The side effects of recruitment

Recently I had to look for a new devops for our team. I have been handling technical recruitment at many occasions, and each time I have to explain my colleagues that I have a special process. The fact is, the technical sphere is a small one, we are all linked, more or less, to a community. Well, in my case, I always have had to recruit people in companies that were hiring the kind of people that commit on github, have some kind of community activity, at least. I guess that in huge companies where people are just a set of checkboxes, things go a bit differently.

But anyways, in my case, and probably in the case of all recruiters in modern and small businesses, it’s not all about checkboxes and profiles. It’s about personality, compatibility, and mindset. So when I first get a contact with a candidate, I invite him (or much more rarely, her), to a chat online, preferably on irc or whatever real-time discussion media is more fit (for a linux geek, if you can’t go on irc, then there is a problem).

I noticed that during my past sessions of recruitment, I established contacts with very interesting people. By having an unformal discussion online, just chit-chating of what work we do and what we did before, it’s kind of easy to get an idea of what is the kind of relationship you will have with your potential future colleague. But beyond that, it’s all about making things personal. We are all unique. It cannot be computed, scripted, engineered in a way that non-technical people would be successful conducting that process. It takes a geek to recognize another geek.

At Gandi of course we have a HR person. But she usually appears at the very end of the process and not at the beginning. The peers are going to evaluate candidates, make their mind to see if they want to spend days and days collaborating with them. It matches with my way to do things, fortunately. If I have any doubt of the technical abilities on someone, I don’t do stupid technical tests, I try to find other people that know the candidate and get third party feedback. If not, then I try to use a meetup in a community related to the speciality in question, so we can discuss and be around other people where some tangent discussion can happen.

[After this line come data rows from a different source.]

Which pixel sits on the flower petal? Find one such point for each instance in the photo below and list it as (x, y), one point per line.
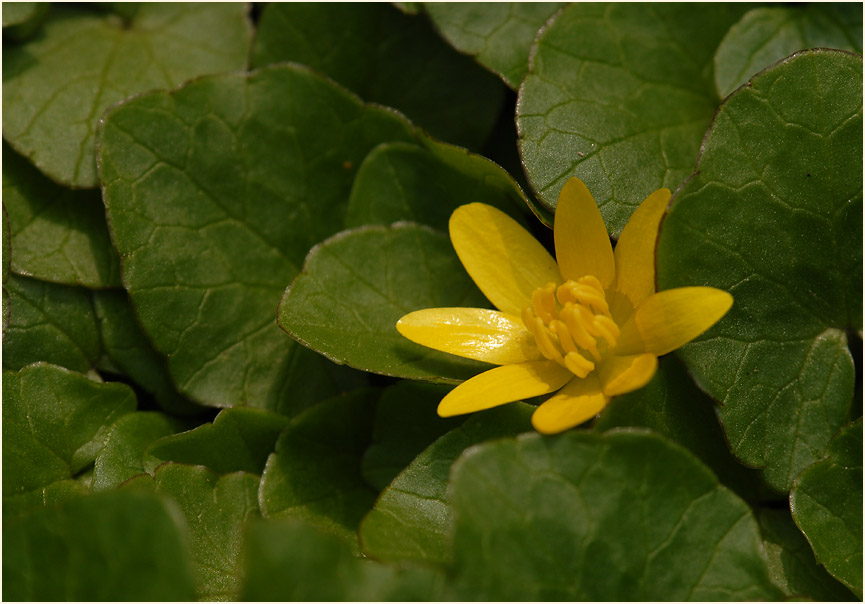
(672, 318)
(582, 243)
(620, 375)
(504, 384)
(635, 255)
(502, 258)
(574, 404)
(473, 333)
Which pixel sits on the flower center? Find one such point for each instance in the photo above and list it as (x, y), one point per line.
(572, 324)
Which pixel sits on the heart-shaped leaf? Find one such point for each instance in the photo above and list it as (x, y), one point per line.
(773, 215)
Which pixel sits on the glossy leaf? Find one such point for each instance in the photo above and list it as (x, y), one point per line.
(50, 323)
(314, 474)
(388, 58)
(238, 440)
(619, 516)
(390, 272)
(57, 85)
(289, 561)
(105, 547)
(59, 235)
(498, 35)
(773, 215)
(768, 34)
(215, 193)
(619, 95)
(216, 510)
(55, 422)
(827, 505)
(412, 518)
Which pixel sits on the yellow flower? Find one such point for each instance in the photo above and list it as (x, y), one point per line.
(590, 327)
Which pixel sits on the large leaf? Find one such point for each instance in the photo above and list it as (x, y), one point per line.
(57, 85)
(59, 235)
(288, 561)
(105, 547)
(412, 518)
(827, 505)
(385, 57)
(355, 286)
(216, 510)
(766, 35)
(620, 95)
(774, 215)
(619, 516)
(215, 193)
(50, 323)
(55, 422)
(497, 34)
(315, 473)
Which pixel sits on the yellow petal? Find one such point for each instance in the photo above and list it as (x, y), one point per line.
(582, 243)
(473, 333)
(574, 404)
(672, 318)
(635, 255)
(504, 384)
(502, 258)
(620, 375)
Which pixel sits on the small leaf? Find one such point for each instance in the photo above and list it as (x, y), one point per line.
(50, 323)
(619, 516)
(238, 440)
(314, 474)
(355, 286)
(827, 505)
(289, 561)
(498, 35)
(57, 85)
(766, 35)
(412, 518)
(773, 215)
(104, 547)
(388, 58)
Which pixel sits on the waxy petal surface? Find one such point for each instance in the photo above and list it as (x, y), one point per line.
(474, 333)
(502, 258)
(504, 384)
(672, 318)
(582, 244)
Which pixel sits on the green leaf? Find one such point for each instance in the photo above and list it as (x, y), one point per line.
(827, 505)
(216, 510)
(314, 474)
(766, 35)
(132, 354)
(215, 193)
(673, 406)
(399, 181)
(412, 518)
(288, 561)
(619, 95)
(59, 235)
(55, 422)
(498, 35)
(385, 57)
(618, 516)
(791, 561)
(56, 86)
(122, 457)
(406, 423)
(105, 547)
(355, 286)
(238, 440)
(773, 215)
(50, 323)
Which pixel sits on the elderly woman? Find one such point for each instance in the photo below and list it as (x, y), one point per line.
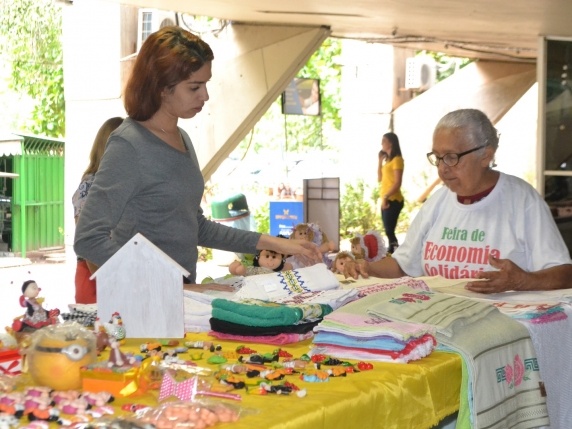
(483, 225)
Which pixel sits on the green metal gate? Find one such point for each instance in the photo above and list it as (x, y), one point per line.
(38, 195)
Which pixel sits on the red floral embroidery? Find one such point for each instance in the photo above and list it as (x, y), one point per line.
(508, 374)
(518, 370)
(416, 296)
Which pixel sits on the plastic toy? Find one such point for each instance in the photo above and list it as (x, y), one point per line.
(35, 317)
(57, 353)
(340, 262)
(312, 232)
(370, 246)
(364, 366)
(265, 262)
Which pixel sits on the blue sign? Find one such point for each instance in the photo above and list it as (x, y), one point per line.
(284, 216)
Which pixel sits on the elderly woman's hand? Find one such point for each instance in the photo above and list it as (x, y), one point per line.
(510, 277)
(355, 268)
(305, 250)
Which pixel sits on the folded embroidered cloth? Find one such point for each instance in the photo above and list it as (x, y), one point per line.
(334, 298)
(415, 349)
(499, 353)
(225, 327)
(284, 283)
(380, 343)
(254, 312)
(444, 312)
(278, 340)
(352, 319)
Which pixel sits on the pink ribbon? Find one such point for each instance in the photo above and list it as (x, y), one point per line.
(9, 370)
(184, 390)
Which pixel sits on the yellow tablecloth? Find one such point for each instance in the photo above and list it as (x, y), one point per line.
(414, 395)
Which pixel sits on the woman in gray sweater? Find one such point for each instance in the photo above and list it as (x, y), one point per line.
(149, 180)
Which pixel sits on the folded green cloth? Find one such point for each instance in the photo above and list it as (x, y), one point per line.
(254, 312)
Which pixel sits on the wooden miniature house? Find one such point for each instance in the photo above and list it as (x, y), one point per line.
(145, 286)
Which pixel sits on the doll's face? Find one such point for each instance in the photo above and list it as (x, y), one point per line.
(356, 248)
(269, 259)
(32, 291)
(301, 234)
(340, 264)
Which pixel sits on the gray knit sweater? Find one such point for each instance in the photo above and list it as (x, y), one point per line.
(144, 185)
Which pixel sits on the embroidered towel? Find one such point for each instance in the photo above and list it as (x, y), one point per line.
(444, 312)
(499, 353)
(353, 319)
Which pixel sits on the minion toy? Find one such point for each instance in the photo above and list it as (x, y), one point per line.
(56, 354)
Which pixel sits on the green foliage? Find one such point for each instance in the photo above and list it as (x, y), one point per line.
(30, 32)
(446, 65)
(262, 218)
(358, 206)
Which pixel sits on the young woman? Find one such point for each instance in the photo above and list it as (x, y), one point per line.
(390, 175)
(150, 181)
(85, 289)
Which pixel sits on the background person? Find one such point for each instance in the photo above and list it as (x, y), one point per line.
(481, 219)
(390, 174)
(149, 180)
(85, 289)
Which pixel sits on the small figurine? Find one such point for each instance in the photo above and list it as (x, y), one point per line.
(340, 262)
(312, 232)
(370, 246)
(116, 357)
(265, 262)
(35, 317)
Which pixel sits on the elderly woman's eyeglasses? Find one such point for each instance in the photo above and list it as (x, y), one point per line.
(451, 159)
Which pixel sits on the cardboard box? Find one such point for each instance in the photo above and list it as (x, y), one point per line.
(10, 361)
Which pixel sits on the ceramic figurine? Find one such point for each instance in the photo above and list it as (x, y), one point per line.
(116, 357)
(370, 246)
(35, 317)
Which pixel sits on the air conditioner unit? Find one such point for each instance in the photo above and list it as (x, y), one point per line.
(420, 73)
(151, 20)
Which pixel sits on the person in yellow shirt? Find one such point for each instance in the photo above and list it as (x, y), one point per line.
(390, 175)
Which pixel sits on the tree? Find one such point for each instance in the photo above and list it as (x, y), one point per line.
(30, 32)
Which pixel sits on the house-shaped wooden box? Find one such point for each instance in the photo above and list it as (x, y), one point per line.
(145, 286)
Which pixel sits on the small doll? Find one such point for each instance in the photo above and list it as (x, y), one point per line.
(265, 262)
(370, 246)
(312, 232)
(340, 262)
(35, 317)
(116, 357)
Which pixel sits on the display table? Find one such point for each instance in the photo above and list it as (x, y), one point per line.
(414, 395)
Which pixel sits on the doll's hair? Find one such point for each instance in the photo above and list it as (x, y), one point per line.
(341, 255)
(256, 263)
(23, 302)
(355, 240)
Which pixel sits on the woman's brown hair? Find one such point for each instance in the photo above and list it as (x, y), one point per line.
(166, 58)
(99, 144)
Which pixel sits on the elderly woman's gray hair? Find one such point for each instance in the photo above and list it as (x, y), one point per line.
(479, 129)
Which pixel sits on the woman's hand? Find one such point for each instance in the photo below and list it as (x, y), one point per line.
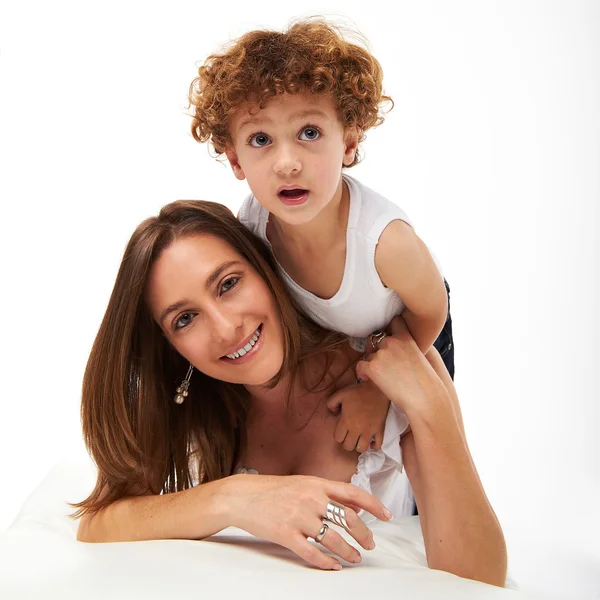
(401, 371)
(289, 509)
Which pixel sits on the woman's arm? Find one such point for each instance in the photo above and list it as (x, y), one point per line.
(191, 514)
(284, 510)
(461, 532)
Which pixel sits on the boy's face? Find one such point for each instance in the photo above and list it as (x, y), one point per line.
(291, 152)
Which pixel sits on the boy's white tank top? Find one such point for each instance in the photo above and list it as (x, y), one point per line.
(362, 304)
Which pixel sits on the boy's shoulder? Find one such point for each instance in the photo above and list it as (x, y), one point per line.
(375, 209)
(251, 214)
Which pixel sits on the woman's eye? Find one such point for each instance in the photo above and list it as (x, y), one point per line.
(229, 284)
(184, 320)
(308, 134)
(259, 140)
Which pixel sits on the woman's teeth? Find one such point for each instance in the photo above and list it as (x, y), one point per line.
(247, 347)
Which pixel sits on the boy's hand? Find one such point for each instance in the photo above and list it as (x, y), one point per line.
(363, 411)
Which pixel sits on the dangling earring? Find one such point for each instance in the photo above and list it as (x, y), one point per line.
(182, 390)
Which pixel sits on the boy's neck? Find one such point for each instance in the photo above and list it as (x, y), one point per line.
(326, 230)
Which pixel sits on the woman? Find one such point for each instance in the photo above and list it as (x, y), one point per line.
(196, 293)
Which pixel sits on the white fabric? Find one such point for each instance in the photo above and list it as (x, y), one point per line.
(362, 304)
(380, 472)
(40, 558)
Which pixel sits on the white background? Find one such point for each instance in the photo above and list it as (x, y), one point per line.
(492, 149)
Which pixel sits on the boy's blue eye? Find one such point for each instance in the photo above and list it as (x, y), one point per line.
(183, 321)
(258, 140)
(308, 134)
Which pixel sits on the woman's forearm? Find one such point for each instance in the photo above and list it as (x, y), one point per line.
(191, 514)
(461, 531)
(425, 330)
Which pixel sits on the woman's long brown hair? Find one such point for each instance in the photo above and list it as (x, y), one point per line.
(138, 437)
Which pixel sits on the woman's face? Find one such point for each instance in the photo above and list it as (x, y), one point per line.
(216, 310)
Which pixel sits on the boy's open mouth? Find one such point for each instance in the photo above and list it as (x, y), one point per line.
(295, 193)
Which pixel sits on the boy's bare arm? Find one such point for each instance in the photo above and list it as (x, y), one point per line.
(405, 264)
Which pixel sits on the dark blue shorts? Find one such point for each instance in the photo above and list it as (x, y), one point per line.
(445, 346)
(445, 343)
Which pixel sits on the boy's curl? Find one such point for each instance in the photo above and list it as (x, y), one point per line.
(311, 57)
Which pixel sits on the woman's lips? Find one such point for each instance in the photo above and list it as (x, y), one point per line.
(251, 353)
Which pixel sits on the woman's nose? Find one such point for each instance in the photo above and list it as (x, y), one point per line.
(226, 325)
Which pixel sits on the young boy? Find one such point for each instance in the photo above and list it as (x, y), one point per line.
(289, 111)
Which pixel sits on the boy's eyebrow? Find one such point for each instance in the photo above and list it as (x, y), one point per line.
(209, 282)
(301, 114)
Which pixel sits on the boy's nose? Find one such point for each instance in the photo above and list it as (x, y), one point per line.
(287, 161)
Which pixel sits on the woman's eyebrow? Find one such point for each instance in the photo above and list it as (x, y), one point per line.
(209, 282)
(217, 272)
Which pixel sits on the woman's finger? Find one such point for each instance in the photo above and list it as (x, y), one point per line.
(364, 442)
(334, 542)
(358, 530)
(349, 494)
(312, 554)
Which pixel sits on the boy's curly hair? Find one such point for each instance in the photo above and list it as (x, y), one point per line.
(310, 57)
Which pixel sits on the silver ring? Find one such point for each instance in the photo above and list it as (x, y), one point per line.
(376, 338)
(319, 537)
(336, 513)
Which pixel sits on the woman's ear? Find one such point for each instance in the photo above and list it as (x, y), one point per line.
(232, 157)
(351, 137)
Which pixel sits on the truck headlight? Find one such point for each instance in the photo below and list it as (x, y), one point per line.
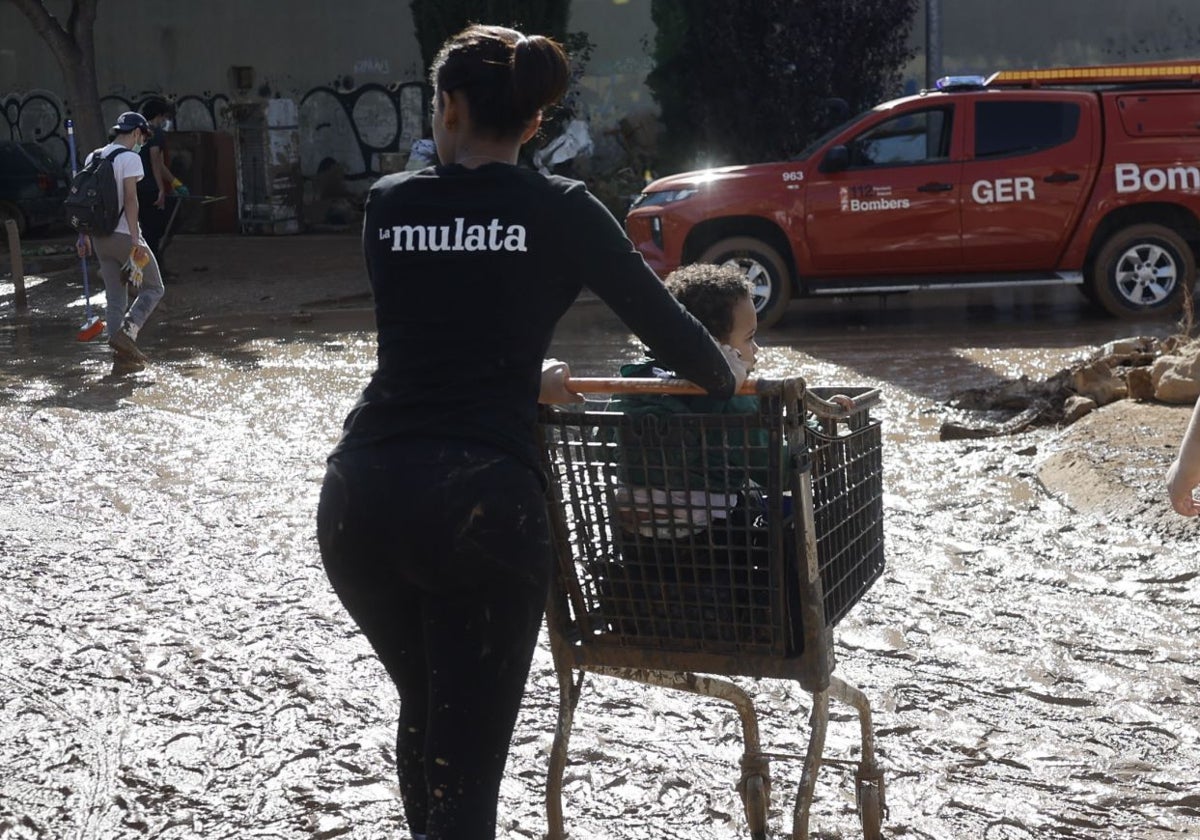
(649, 199)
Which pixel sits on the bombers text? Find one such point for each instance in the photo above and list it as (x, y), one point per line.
(1132, 178)
(459, 237)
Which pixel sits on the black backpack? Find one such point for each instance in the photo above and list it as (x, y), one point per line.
(93, 204)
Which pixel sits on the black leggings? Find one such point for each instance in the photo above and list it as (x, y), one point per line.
(441, 553)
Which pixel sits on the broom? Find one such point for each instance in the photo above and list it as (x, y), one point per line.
(91, 324)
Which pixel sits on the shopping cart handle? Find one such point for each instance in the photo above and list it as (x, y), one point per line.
(815, 399)
(648, 385)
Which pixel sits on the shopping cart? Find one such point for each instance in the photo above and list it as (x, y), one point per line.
(693, 547)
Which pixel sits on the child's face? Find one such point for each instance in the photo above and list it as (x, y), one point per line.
(745, 327)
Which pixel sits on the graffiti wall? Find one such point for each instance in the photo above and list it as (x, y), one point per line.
(348, 126)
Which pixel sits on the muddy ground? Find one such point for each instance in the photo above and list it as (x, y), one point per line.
(174, 664)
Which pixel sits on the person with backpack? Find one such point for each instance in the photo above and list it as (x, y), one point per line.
(103, 207)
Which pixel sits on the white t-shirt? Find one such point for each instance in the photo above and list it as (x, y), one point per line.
(124, 166)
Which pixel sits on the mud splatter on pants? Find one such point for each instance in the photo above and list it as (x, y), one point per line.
(441, 553)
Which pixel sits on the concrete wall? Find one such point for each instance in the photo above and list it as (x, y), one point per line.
(357, 78)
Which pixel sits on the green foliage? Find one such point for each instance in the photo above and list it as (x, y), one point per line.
(438, 19)
(751, 81)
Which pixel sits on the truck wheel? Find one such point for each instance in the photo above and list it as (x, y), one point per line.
(13, 213)
(1143, 270)
(762, 267)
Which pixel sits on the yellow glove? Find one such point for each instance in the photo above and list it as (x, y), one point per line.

At the end, if all goes well, then the candidate is going to enter the more formal whatever the company uses as a recruitment flow. But that’s merely a formality. And after 20 years building up teams and recruiting people, I can affirm that instinct always wins, in my case. If I smell anything fishy in an unformal context, there is going to be problems. Well, the process is never perfect, it also can smell ok but stink after 3 months, too.

But the thing is that having those chats online with peers is pretty interesting. I learn a lot about how other companies work, how they handle their management, what kind of work conditions they have. Just because it’s part of the contact process. So I’m not really in hurry to make a final decision because, to be honest, I just enjoy those contacts.

It certainly takes some time, I can’t be in constant recruitment, but from time to time, it’s very valuable. And not only for the effect of recruiting someone. It creates bonds with the industry, with people, with communities.